Share Market

SEBI Guidelines for IPO: Regulatory Framework, Process, and Compliance

The Securities and Exchange Board of India (SEBI) is the regulatory authority overseeing securities markets in India. One of its key roles is to regulate Initial Public Offerings (IPOs) to ensure transparency, protect investor interests, and maintain market integrity. SEBI issues specific guidelines that companies must follow before, during, and after launching an IPO. This article provides a comprehensive understanding of SEBI’s guidelines for IPOs, including eligibility criteria, procedural requirements, and compliance obligations.

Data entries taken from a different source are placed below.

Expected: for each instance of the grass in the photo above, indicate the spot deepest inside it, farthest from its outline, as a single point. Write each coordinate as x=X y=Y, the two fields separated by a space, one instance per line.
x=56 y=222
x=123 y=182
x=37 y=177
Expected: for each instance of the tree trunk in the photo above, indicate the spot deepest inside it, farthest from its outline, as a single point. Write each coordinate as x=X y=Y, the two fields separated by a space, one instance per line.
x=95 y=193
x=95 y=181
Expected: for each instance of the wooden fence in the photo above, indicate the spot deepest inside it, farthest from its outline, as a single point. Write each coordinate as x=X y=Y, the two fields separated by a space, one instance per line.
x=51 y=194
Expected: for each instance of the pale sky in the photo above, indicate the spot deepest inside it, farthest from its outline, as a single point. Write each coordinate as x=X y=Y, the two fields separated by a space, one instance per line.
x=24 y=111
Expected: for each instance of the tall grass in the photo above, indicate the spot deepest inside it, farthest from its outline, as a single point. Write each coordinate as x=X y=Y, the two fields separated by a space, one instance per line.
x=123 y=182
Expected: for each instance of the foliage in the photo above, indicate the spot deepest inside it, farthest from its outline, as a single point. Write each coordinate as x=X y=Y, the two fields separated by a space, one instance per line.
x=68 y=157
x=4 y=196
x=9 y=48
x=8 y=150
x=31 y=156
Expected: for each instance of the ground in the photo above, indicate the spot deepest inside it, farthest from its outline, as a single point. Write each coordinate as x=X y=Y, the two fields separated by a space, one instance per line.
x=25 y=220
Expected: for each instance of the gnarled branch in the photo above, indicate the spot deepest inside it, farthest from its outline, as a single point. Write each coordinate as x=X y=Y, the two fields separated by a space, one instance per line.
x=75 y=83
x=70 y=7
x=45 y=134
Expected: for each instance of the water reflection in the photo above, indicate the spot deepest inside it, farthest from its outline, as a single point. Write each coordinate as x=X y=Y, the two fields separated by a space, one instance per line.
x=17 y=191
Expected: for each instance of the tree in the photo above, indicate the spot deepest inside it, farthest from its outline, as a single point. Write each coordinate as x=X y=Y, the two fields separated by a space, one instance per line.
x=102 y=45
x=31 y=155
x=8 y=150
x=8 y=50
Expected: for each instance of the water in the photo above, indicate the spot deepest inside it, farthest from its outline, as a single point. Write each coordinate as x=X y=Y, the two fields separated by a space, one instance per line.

Eligibility Criteria for IPO

Before a company can go public, it must meet certain eligibility criteria set by SEBI. These include:

  1. Net Tangible Assets – The company must have net tangible assets of at least INR 3 crore in each of the preceding three years.
  2. Net Worth Requirement – The net worth should be a minimum of INR 1 crore in each of the last three years.
  3. Operating Profits – The company should have reported an operating profit of at least INR 15 crore in any three of the last five years.
  4. Minimum Paid-up Capital – The post-issue paid-up capital of the company should be at least INR 10 crore.
  5. Offer to Public – At least 25% of post-issue equity must be offered to the public unless the company meets the SEBI-specified exemptions.

SEBI IPO Process and Compliance Requirements

The IPO process under SEBI guidelines involves multiple stages:

1. Appointment of Intermediaries

  • Companies must appoint merchant bankers, underwriters, registrars, and other key intermediaries to manage the IPO.
  • SEBI mandates that at least one lead merchant banker be registered with SEBI.

2. Draft Red Herring Prospectus (DRHP) Filing

  • Companies must submit a Draft Red Herring Prospectus (DRHP) to SEBI.
  • The DRHP should disclose all material facts, financial statements, risks, and business operations.
  • SEBI reviews and provides observations, which the company must address before proceeding.

3. Approval and IPO Registration

  • Once SEBI grants approval, the company can file the Red Herring Prospectus (RHP) with the Registrar of Companies (ROC).
  • The RHP contains details about the issue size, share price band, and IPO schedule.

4. Price Band and Book Building Process

  • SEBI allows Fixed Price Issues and Book Building Issues.
  • In book building issues, the price band must be disclosed at least two days before the issue opens.

5. Subscription and Allotment Process

  • The IPO subscription period typically lasts 3-5 days, during which investors can bid for shares.
  • The company must allot shares within 6 working days after issue closure.
  • A minimum 35% of shares must be reserved for retail investors in book-built issues.

6. Post-IPO Listing and Lock-in Period

  • The company’s shares must be listed on the stock exchange within 6 working days of IPO closure.
  • SEBI mandates a lock-in period of one year for promoters holding pre-IPO shares to prevent market manipulation.

Disclosure and Transparency Norms

SEBI ensures transparency in IPOs through stringent disclosure requirements:

  1. Financial Statements – Audited financial statements for the last three years must be included in the DRHP.
  2. Risk Factors – Companies must disclose potential risks, including financial, operational, and regulatory risks.
  3. Utilization of IPO Proceeds – The prospectus must specify how the company plans to use the raised funds.
  4. Promoter Holding – The promoters’ shareholding before and after the IPO must be disclosed.
  5. Legal Compliance – Any ongoing litigation or regulatory disputes must be mentioned in the prospectus.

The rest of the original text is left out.